Biometric security has progressively become a standard feature in flagship smartphones. Apple has offered Touch ID since the introduction of the iPhone 5S while Samsung, a leader in the Android space, introduced fingerprint security starting with its Galaxy S5. On Windows 10 Mobile, Microsoft opted for iris recognition for its recent Lumia 950 and 950 XL smartphones while HP included both iris and fingerprint recognition in its Elite X3 handset.
However, smartphone manufacturers have had to learn some tough lessons along the way with regard to how to best implement biometric security into their devices.
Back in 2011, Android developer Tim Bray refuted initial claims that the Face Unlock feature on the Galaxy Nexus smartphone running Android 4.0 could be fooled by a photo of the registered owner. Unfortunately, this was later verified on video, putting a serious dent in Google's claim to security.
Since then, biometric security has continued to improve despite initial setbacks.
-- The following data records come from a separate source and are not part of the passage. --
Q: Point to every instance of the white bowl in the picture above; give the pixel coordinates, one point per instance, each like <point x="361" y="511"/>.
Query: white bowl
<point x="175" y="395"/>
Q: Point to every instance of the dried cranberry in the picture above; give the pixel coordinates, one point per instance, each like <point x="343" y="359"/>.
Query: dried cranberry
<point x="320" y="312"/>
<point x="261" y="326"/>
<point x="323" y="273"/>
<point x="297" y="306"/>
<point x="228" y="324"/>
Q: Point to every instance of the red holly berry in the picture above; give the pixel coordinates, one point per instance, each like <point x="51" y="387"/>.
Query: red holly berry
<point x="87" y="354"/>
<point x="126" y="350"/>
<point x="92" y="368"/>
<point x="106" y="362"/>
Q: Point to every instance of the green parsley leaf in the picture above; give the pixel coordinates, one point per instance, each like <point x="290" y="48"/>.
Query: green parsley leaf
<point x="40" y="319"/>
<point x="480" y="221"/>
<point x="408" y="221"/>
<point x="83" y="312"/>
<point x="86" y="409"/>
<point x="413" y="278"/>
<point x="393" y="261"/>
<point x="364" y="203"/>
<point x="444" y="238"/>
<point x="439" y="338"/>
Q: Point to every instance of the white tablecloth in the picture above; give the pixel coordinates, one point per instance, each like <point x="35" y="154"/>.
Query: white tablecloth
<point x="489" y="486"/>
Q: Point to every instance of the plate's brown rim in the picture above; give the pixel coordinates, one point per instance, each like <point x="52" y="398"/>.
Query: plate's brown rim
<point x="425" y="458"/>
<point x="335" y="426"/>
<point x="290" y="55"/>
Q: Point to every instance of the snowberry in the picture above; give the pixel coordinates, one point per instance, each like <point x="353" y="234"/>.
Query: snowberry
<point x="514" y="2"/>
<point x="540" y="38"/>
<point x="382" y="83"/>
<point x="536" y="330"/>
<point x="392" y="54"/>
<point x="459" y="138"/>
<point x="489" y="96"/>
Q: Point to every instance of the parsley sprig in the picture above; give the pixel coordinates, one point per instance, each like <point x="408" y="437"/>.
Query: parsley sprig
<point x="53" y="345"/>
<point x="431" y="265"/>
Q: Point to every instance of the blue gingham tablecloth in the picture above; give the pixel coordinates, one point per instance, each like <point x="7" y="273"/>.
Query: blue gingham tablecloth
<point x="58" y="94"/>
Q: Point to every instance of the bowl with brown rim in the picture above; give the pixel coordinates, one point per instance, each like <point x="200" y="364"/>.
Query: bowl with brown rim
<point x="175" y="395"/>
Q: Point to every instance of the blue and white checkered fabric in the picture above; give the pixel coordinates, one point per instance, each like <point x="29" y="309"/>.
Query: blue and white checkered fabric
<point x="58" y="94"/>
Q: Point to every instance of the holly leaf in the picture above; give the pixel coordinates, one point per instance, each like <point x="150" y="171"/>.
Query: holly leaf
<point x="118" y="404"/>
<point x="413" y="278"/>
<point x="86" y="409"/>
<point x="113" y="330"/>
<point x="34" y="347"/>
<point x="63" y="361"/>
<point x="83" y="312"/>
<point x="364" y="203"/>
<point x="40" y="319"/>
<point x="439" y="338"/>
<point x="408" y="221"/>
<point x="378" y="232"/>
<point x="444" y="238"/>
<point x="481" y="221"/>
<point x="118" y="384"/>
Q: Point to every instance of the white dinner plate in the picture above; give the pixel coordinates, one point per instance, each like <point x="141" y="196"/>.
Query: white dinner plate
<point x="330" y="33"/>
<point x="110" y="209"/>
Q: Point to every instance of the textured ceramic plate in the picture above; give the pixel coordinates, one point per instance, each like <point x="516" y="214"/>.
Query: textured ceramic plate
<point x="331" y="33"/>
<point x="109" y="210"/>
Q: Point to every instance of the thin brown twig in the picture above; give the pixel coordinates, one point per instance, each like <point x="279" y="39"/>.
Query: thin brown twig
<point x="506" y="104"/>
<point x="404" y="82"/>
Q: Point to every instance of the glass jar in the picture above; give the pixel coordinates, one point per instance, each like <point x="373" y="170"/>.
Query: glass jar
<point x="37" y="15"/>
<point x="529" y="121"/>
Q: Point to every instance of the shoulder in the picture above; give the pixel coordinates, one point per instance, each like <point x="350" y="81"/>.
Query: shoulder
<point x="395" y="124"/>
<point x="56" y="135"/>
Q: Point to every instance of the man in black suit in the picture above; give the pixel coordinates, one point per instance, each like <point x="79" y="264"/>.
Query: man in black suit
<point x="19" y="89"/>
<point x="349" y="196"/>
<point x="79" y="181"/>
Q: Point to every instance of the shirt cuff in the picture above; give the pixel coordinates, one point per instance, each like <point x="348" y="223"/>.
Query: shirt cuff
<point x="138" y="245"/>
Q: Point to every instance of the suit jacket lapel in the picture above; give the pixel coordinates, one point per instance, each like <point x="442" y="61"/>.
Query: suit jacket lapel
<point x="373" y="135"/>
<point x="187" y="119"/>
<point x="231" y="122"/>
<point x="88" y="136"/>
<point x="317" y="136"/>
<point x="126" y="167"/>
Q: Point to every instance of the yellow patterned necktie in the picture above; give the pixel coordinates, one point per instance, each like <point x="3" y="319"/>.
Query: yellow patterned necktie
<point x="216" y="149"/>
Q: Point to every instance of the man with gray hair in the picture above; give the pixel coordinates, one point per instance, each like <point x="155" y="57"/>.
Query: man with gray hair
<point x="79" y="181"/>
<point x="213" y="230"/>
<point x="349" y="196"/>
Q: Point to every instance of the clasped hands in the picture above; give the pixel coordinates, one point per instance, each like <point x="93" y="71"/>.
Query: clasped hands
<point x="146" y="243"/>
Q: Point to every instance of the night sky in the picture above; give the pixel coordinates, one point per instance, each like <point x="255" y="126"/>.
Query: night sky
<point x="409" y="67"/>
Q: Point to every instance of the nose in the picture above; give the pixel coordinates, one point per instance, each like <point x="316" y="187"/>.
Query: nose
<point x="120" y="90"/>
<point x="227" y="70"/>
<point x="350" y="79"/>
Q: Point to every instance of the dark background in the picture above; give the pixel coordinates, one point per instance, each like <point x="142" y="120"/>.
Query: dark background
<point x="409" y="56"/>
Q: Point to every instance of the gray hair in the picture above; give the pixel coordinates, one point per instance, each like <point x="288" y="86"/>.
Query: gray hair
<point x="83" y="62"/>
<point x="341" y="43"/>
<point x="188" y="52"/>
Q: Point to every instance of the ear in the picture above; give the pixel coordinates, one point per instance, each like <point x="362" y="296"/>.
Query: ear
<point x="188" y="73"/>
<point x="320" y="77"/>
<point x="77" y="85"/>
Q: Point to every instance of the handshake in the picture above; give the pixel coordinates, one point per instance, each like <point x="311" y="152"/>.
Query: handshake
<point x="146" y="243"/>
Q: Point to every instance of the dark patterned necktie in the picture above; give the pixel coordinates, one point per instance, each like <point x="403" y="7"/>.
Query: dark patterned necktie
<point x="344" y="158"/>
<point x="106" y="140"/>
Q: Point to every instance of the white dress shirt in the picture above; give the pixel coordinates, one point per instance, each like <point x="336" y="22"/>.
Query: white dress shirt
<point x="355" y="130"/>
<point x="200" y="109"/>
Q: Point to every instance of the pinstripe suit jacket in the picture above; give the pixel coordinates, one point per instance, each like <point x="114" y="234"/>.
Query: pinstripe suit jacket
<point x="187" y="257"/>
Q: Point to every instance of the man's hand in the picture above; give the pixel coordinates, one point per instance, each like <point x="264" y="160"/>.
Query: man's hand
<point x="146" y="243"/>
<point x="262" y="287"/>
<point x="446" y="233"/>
However, a new attack demonstrated by a team at Michigan State University has shown a new way to fool the fingerprint sensor in the Samsung Galaxy S6 and Huawei Honor 7.
The attack involved the creation of a spoofed fingerprint using a photograph of the owner's fingerprint and the use of a Brother MFC-J5910DW printer equipped with silver conductive ink cartridges and transparent film supplied by AgiC.
AgiC, originally crowdfunded on Kickstarter, created its conductive ink and transparent film to bring printable circuits to people of all ages and experience. Given the conductivity of the ink, it made an ideal candidate for emulating a live fingerprint.
As can be seen in the video above, the spoofed fingerprint allowed access to the smartphone after being applied to the fingerprint sensor. However, the MSU publication noted that the "Huawei Honor 7 is slightly more difficult to hack (more attempts may be required) than Samsung Galaxy S6."
At the very least, the research has highlighted that anti-spoofing countermeasures in biometrics must continue to evolve to thwart such threats. Even though this specific attack requires a level of skill, resources and patience, perhaps beyond that of a casual hacker, it does serve as a reminder that modern biometric security is not infallible.